Com certeza. Eu uso muito nas minhas equipes, o liderado é reflexo do líder. Quando você tem uma boa equipe, é porque você tem um bom líder. Quando você tem uma boa cidade, você tem um bom prefeito.
FP: Em relação a Itabira, o Marco Antônio Lage, que você ajudou a eleger em 2020, ele foi desleal com você após a reeleição, que contou também com sua participação?
GQ: Não. Eu compreendo a decisão que ele tomou e cada um tem que ser responsável pelas suas escolhas.
PF: Politicamente, Itabira, tem jeito?
Tem. Itabira é uma cidade de gente trabalhadora, gente que se reergue, que já passou por muitos momentos de dificuldades e que tem toda condição de politicamente dar certo.
FP: Acredita que o Legislativo de Itabira tem caído em desaprovação popular por estar omisso quanto à fiscalização das ações do Governo Municipal?
Não. Eu conversei muito com os vereadores na semana que estive lá. Conversei com todos, os de oposição e situação, da base.
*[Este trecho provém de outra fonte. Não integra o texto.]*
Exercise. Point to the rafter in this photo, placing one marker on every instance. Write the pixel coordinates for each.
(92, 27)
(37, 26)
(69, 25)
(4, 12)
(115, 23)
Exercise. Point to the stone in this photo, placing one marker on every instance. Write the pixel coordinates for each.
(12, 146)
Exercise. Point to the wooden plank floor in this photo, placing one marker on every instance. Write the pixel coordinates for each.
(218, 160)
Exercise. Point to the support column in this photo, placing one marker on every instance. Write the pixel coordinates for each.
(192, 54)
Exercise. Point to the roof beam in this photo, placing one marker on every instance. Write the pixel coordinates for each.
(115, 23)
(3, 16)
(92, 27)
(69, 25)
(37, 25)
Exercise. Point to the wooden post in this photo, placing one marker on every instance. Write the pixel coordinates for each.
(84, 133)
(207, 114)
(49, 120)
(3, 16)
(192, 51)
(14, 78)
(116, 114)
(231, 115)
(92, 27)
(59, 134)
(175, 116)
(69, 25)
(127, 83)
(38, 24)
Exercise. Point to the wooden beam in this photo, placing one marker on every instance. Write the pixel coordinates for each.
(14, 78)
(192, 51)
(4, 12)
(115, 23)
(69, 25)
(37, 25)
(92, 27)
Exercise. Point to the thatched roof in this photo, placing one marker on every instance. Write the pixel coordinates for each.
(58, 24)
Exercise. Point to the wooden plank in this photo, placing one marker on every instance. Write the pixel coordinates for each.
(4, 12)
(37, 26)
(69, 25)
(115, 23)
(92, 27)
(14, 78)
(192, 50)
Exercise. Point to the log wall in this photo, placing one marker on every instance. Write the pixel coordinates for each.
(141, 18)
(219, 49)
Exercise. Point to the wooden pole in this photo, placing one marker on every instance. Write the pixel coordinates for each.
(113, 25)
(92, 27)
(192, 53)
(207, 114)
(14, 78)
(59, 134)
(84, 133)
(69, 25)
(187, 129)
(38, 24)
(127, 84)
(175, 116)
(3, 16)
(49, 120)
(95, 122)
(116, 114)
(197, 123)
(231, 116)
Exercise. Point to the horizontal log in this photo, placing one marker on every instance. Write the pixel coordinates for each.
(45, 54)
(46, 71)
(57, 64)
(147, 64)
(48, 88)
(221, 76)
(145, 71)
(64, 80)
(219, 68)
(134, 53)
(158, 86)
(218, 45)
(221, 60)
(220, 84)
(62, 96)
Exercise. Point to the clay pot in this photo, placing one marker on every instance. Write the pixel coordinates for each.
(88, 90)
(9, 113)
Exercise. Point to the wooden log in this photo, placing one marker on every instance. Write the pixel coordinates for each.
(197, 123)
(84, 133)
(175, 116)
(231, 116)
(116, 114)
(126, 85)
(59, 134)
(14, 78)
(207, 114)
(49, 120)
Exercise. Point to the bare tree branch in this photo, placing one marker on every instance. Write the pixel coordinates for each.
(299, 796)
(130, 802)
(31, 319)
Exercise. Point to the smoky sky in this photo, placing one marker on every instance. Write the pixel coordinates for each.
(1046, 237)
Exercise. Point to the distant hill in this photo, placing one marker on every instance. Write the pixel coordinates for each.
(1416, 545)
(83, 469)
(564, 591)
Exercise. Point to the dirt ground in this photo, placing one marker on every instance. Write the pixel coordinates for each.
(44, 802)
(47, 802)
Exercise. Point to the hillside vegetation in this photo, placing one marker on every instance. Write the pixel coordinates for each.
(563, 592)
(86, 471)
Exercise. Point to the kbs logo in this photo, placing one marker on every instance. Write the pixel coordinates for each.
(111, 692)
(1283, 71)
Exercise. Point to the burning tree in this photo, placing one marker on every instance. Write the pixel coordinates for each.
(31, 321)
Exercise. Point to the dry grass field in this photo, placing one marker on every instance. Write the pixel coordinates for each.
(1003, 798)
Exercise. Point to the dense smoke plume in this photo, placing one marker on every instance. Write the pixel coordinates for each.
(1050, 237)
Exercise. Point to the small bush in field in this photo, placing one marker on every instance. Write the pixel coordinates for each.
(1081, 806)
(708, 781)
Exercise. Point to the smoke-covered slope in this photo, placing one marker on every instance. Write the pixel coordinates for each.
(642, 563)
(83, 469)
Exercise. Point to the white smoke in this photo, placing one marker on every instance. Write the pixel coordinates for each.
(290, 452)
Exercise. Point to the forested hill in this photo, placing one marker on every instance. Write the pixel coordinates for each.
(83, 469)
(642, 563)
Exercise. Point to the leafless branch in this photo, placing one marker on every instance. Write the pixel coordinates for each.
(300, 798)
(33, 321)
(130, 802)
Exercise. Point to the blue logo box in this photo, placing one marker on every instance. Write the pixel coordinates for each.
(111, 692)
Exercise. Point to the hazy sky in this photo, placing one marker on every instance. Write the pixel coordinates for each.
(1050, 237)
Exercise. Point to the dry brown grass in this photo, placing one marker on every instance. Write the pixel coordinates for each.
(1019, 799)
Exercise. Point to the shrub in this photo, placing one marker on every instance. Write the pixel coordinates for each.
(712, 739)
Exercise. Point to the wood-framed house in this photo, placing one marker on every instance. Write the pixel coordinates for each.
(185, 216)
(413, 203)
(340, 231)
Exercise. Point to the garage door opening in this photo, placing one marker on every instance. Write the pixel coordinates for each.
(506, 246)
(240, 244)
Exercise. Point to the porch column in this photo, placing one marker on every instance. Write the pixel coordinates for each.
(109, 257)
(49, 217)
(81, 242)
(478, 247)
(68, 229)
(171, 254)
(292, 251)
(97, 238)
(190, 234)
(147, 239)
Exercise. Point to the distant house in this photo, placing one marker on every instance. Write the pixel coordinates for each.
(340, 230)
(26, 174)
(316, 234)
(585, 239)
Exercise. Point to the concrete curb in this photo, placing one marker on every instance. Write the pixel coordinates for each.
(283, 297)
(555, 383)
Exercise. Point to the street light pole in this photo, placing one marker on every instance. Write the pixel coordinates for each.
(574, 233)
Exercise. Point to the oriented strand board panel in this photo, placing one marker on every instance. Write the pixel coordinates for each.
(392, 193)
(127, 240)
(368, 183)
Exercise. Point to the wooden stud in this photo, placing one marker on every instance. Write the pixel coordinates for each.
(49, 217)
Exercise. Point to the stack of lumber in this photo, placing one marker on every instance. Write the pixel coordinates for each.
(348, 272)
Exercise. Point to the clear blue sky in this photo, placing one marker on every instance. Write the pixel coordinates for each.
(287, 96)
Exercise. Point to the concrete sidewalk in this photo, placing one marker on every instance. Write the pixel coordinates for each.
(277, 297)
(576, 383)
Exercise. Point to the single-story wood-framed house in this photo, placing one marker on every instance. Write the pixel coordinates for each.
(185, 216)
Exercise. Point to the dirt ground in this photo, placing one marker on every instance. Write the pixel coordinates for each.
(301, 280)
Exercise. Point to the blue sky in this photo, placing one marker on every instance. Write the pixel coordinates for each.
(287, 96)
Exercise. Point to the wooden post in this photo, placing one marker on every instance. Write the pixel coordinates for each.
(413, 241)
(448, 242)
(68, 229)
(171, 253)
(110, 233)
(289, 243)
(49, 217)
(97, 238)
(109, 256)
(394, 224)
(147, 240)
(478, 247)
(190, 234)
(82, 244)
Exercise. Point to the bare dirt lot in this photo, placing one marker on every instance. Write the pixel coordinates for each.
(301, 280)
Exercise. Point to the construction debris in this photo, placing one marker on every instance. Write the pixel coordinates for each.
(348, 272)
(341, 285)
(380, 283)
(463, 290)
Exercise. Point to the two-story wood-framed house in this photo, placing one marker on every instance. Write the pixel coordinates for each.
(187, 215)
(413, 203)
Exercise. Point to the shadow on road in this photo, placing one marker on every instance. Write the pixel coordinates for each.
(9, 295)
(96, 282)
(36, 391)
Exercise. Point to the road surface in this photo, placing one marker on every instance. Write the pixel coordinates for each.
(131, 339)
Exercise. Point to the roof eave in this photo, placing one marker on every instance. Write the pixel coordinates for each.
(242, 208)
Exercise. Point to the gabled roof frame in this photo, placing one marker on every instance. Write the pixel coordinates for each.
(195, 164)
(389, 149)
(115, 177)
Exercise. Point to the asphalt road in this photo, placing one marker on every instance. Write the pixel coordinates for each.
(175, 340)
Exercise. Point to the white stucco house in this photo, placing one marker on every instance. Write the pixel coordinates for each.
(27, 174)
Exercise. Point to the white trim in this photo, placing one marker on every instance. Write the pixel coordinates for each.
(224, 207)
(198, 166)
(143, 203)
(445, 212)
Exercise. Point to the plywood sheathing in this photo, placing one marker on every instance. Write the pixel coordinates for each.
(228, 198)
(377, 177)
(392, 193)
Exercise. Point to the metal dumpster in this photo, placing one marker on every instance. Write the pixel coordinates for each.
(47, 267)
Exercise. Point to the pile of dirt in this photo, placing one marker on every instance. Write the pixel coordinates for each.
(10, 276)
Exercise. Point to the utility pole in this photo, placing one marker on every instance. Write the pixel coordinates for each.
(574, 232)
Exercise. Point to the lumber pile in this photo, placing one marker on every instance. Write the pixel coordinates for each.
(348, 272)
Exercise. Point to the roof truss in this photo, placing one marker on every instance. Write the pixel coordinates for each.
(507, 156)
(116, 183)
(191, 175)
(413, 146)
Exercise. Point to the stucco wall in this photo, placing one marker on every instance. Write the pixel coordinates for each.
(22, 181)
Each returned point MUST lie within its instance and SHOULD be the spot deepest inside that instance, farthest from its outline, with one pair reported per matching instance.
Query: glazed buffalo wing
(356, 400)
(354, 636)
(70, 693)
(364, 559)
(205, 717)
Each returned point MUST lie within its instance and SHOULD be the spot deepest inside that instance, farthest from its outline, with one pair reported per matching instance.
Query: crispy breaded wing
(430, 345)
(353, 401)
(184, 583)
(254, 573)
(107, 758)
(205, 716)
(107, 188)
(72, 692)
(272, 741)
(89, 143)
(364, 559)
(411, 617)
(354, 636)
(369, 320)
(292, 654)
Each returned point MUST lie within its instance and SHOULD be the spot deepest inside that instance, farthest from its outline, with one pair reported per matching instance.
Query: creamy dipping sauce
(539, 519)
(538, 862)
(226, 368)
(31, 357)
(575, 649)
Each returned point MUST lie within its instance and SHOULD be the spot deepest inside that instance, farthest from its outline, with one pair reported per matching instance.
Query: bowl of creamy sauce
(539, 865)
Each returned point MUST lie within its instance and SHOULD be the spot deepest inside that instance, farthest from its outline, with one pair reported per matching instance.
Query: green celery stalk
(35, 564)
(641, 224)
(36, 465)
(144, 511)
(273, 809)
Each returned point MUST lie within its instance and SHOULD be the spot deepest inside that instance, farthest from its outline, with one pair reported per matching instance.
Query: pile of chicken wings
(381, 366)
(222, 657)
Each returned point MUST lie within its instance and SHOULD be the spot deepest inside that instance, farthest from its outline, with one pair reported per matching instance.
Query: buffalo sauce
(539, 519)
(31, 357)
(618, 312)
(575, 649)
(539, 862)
Itabira tem uma característica do poder Legislativo renovar muito. Eu tenho uma postura diferente de alguns daqueles que ali estão, mas eu não acho que há uma omissão. Acho que existe uma Câmara diferente. Na gestão 2021/2024, a Câmara era majoritariamente formada por vereadores da oposição. Esta é uma Câmara formada por vereadores da situação, dos 17, se não me engano, 12 foram eleitos na coligação do prefeito. Eu acho que existe um desgaste como um todo das pessoas com a política, uma descrença com o Legislativo, que não começa na Câmara. Começa no Congresso Nacional, passando pela Assembleia. Acho que é um efeito cascata.
FP: Cidades como Itabira, deveriam optar pelo plebiscito para reduzir candidatos?
Eu acho que a política precisa é que o eleitor julgue trabalho, entrega e resultado. Essa eleição de 2026, para mim, é isso. Eu acho que o eleitor precisa colocar no papel as entregas de cada um dos candidatos, seja ele de cidade vizinha ou do município.
FP: Essa entregas de resultados seriam com emendas para compra de carros?
Não é chegar assim, mandei um carro. Poxa, isso não é trabalho. Quem conhece as dores, quem conhece a característica econômica desta região, que é uma região que representa mais de 15% do PIB de Minas Gerais, sabe que não pode ser só isso.
O seguinte. No mesmo tempo que nós estamos falando de Itabira, São Gonçalo ou Barão de Cocais, que têm recursos, nós estamos falando também de cidades como Itambé, São Sebastião do Rio Preto, Passabém, etc. Que têm ótimos prefeitos que lutam para fazer o único dinheiro público, do Fundo de Participação, resolver todas as demandas, o que não dá. Então, aterrissar como candidato a deputado, trazendo pautas aleatórias, eu acho que a população vai saber separar.
FP: Para fechar, como foi a sua acolhida em São Gonçalo?
GQ: Muito boa. Eu sou muito grato a São Gonçalo. É uma cidade que eu frequento desde quando Nozinho era deputado. Então, conheço o território, sei da importância política que São Gonçalo tem para esta região, da importância econômica que São Gonçalo tem. Foi uma acolhida muito boa. São Gonçalo é uma cidade extremamente acolhedora.
FP: Planos pro futuro? Casamento em São Gonçalo? Família em São Gonçalo?
GQ: Esses aí, tá nos planos, sim (risos).
FP: Gabriel Quintão, considerações finais?
Acho que é dizer realmente, Ludmar, que na vida a gente tem que tomar algumas decisões e que, às vezes, elas podem parecer fáceis, mas não são fáceis de serem tomadas. A decisão minha de licenciar do cargo de vereador em Itabira pode parecer fácil para algumas pessoas que veem, assim; ah, ele tá escolhendo ficar em São Gonçalo. Não, não é que eu estou escolhendo ficar em São Gonçalo, é que eu sou movido por projetos, projetos de cidade. E hoje eu estou com Nozinho, que me dá a possibilidade de aprender dia após dia. Então, hoje, eu estou muito certo da minha decisão, muito confortado, contudo, sem deixar de estar atento a tudo que tá acontecendo em Itabira.